Artikel 7 Algemene afwijkingsregels
7.1 Afwijken
Het bevoegd gezag kan een omgevingsvergunning verlenen voor het afwijken van:
  1. in het plan genoemde goothoogten, bouwhoogten, oppervlakte- en inhoudsmaten, percentages en afstandseisen, waarbij een overschrijding is toegestaan tot maximaal 10% van de goothoogten, bouwhoogten, oppervlakte- en inhoudsmaten, percentages en afstandseisen;
  2. de regels en toestaan dat bouwgrenzen worden overschreden, waarbij een overschrijding is toegestaan tot maximaal 2,5 m, en deze noodzakelijk is in verband met de uitmeting van het terrein of uit een oogpunt van doelmatig gebruik van de gronden en/of de bebouwing;
  3. de regels ten aanzien van de hoogte van bouwwerken, geen gebouwen zijnde, en toestaan dat de hoogte van de bouwwerken, geen gebouwen zijnde, wordt vergroot tot niet meer dan 10 m.
7.2 Voorwaarden afwijken
Een omgevingsvergunning als bedoeld in artikel 7 lid 1 kan slechts worden verleend, mits:
  1. de belangen van de eigenaren en/of gebruikers van betrokken en nabijgelegen gronden niet onevenredig worden geschaad;
  2. het straat- en bebouwingsbeeld en de verkeersveiligheidsbelangen niet onevenredig worden geschaad.
 
Artikel 8 Algemene wijzigingsregels
Burgemeester en wethouders kunnen het plan wijzigen in de vorm van het aanbrengen van geringe veranderingen in de plaats, ligging en/of afmetingen van bestemmingsgrenzen, met inachtneming van de volgende voorwaarden:
  1. de belangen van de eigenaren en/of gebruikers van betrokken en nabijgelegen gronden mogen niet onevenredig worden geschaad;
  2. het straat- en bebouwingsbeeld en de verkeersveiligheidsbelangen mogen niet onevenredig worden geschaad.

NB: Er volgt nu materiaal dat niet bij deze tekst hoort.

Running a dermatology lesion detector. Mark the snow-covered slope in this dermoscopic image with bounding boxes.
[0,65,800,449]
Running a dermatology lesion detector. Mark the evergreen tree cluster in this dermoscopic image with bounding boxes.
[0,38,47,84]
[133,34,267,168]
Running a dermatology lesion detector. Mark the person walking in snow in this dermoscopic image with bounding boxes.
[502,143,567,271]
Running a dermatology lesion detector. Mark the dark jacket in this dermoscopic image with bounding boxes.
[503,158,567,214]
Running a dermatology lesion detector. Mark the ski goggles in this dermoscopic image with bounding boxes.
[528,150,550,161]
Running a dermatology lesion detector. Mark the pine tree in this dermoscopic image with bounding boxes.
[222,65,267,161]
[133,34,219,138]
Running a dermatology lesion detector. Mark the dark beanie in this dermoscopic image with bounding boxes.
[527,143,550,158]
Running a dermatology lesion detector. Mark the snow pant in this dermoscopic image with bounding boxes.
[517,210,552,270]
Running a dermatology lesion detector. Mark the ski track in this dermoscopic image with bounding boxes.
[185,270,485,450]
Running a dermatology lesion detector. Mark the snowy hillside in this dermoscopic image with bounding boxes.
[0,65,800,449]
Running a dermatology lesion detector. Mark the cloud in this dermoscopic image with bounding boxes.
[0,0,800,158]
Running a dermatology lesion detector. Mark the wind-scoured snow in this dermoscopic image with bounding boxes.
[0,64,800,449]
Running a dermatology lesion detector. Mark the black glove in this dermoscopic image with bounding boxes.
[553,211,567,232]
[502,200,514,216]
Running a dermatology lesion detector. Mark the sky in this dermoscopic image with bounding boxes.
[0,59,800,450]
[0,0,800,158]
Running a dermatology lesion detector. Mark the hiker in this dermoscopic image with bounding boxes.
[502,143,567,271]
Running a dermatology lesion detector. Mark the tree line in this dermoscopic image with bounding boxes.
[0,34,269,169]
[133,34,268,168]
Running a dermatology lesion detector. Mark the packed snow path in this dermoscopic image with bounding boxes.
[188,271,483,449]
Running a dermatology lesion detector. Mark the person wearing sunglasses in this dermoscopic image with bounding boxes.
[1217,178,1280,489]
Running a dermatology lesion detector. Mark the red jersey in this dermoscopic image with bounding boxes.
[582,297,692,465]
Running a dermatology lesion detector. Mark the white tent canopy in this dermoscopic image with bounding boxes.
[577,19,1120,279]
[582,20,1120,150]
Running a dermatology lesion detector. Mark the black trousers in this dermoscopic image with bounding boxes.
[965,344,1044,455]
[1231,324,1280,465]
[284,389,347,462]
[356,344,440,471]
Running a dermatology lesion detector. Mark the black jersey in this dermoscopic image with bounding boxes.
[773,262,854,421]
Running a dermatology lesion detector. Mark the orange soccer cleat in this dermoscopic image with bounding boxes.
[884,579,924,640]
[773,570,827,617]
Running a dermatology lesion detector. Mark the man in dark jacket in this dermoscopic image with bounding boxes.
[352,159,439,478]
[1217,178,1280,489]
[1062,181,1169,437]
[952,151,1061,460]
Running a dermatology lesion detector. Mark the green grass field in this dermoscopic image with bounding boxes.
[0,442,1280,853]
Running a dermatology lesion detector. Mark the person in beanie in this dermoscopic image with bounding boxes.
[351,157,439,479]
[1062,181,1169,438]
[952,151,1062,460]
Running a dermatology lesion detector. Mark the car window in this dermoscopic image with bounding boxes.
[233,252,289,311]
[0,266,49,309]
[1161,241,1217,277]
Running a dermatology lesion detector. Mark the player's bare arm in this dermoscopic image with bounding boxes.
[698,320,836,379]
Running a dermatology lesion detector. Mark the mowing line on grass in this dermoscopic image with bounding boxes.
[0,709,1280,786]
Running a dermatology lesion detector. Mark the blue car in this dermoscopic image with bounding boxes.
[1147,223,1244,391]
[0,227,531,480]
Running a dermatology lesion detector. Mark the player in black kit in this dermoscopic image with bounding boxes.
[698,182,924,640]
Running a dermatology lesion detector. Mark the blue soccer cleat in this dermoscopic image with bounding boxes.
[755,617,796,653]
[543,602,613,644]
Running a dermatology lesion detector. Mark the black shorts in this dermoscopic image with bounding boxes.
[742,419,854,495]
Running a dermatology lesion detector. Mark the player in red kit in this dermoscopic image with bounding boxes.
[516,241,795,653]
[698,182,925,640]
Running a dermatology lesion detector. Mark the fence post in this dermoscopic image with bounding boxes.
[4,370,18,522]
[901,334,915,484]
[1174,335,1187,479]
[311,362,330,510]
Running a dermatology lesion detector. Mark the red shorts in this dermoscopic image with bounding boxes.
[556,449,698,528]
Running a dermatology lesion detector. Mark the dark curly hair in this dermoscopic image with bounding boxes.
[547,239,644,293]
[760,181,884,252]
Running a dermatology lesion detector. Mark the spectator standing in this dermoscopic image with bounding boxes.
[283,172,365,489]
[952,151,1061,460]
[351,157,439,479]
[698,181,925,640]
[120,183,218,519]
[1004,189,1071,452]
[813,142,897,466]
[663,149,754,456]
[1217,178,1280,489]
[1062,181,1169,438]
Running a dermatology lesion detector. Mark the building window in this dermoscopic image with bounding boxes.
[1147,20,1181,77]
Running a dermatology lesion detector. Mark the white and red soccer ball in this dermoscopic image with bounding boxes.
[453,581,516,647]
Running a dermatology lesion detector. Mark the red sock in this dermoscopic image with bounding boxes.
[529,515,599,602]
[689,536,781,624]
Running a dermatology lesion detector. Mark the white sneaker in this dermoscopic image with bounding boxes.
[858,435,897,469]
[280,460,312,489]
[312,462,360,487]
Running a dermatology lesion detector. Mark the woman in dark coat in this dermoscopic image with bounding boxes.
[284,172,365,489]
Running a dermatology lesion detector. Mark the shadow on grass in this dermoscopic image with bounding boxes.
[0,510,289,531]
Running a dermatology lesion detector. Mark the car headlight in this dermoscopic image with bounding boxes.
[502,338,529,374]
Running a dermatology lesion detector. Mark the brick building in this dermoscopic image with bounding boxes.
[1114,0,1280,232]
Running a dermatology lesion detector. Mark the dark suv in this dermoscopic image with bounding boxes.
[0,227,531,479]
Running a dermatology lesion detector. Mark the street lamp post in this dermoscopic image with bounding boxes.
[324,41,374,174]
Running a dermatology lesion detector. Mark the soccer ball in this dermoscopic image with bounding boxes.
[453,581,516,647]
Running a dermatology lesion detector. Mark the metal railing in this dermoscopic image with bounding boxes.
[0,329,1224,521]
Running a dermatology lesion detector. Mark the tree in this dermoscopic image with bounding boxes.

4 Overgangs- en slotregels
Artikel 9 Overgangsrecht
9.1 Overgangsrecht bouwwerken
  1. Een bouwwerk dat op het tijdstip van inwerkingtreding van het bestemmingsplan aanwezig of in uitvoering is, dan wel kan worden gebouwd krachtens een omgevingsvergunning voor het bouwen, en afwijkt van het plan, mag, mits deze afwijking naar aard en omvang niet wordt vergroot,
    1. gedeeltelijk worden vernieuwd of veranderd;
    2. na het teniet gaan ten gevolge van een calamiteit geheel worden vernieuwd of veranderd, mits de aanvraag van de omgevingsvergunning voor het bouwen wordt gedaan binnen twee jaar na de dag waarop het bouwwerk is teniet gegaan.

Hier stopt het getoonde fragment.